An alleged fraudster behind a visa scam targeting Tongan nationals has managed to give police the slip while hiding in Kaitaia.
Kolini Vaka, also known as Kolini Tatafu, is wanted by Otahuhu police in connection to money collected from Tongan overstayers, mostly in South Auckland and Hawkes Bay, in return for residency visas. Vaka allegedly told people she worked at Immigration NZ.
Police say she constantly moves around to avoid arrest after Tongan radio and newspapers in Auckland began running articles about the scam and her involvement.
Immigration NZ issued a warning in June about fraudsters selling fake visas to Tongan overstayers for $290.

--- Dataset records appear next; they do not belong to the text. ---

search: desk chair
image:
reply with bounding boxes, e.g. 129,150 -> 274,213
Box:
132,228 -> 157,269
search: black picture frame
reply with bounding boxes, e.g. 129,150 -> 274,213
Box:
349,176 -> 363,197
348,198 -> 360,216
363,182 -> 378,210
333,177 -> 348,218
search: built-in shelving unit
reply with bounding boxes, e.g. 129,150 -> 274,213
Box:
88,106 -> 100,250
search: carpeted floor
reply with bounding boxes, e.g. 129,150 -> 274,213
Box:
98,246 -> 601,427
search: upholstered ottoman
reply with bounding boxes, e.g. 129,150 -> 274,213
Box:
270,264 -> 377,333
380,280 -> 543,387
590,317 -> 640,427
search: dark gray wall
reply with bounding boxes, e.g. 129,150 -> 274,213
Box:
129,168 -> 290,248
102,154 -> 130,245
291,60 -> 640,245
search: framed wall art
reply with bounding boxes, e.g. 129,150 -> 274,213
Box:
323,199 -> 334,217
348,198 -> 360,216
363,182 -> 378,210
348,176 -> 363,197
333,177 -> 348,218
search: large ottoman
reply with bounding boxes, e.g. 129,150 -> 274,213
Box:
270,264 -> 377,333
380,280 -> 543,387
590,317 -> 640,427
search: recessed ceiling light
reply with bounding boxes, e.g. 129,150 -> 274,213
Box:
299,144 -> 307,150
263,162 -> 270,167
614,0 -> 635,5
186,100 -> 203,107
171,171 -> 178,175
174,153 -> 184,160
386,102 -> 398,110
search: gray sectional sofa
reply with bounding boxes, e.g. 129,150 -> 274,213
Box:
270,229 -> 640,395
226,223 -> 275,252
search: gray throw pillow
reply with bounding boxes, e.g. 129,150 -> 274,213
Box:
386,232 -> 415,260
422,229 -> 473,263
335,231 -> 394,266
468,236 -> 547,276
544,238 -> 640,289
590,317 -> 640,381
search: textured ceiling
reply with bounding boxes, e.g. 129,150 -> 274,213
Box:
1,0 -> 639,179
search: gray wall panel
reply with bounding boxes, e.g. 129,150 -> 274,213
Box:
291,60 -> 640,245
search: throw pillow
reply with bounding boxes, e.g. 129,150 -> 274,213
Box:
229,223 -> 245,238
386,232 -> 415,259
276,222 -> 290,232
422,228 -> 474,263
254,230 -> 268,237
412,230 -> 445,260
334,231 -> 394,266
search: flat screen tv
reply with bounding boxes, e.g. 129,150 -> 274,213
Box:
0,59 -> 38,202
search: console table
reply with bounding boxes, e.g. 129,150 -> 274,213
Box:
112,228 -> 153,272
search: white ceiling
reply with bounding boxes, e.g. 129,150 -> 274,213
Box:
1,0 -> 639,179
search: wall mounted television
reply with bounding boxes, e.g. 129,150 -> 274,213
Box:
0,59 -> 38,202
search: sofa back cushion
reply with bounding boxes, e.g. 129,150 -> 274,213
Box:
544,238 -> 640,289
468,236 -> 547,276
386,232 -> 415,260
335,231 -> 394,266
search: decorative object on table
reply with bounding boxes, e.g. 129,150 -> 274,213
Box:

Nalesoni Tupou, an Otahuhu lawyer who represents some Tongans who've been duped, said Vaka stayed in Kaitaia for two to three weeks and may have targeted some people there. "They [overstayers] don't show their face so we don't know who they are but there are Tongans up there, particularly in Dargaville and Kerikeri, who do seasonal work.
"Someone has given her a room in Kaitaia to move in after she ran from Auckland," Mr Tupou said.
He said Vaka was also allegedly involved in a scam in 2001 where money was collected from elderly Cook Islanders with promises of buying them retirement homes.
Officer in charge of police investigations, Ross Ellwood, said although Vaka was in Kaitaia, he had not received any complaints against her from Northland people.
Spokesman for the Tongan community in Northland, Reverend Epeli Taungapeau, said he had not heard of anyone being scammed by Vaka but did not rule out the possibility that it may have happened: "The Tongan community is very small here and I am sure they are not dumb to follow into the lead of those she conned who seem very desperate to stay."
He said the fact that she cheated compatriots was a betrayal of trust that tarnished the reputation of the entire Tongan community. There are fewer than 200 Tongans in Northland.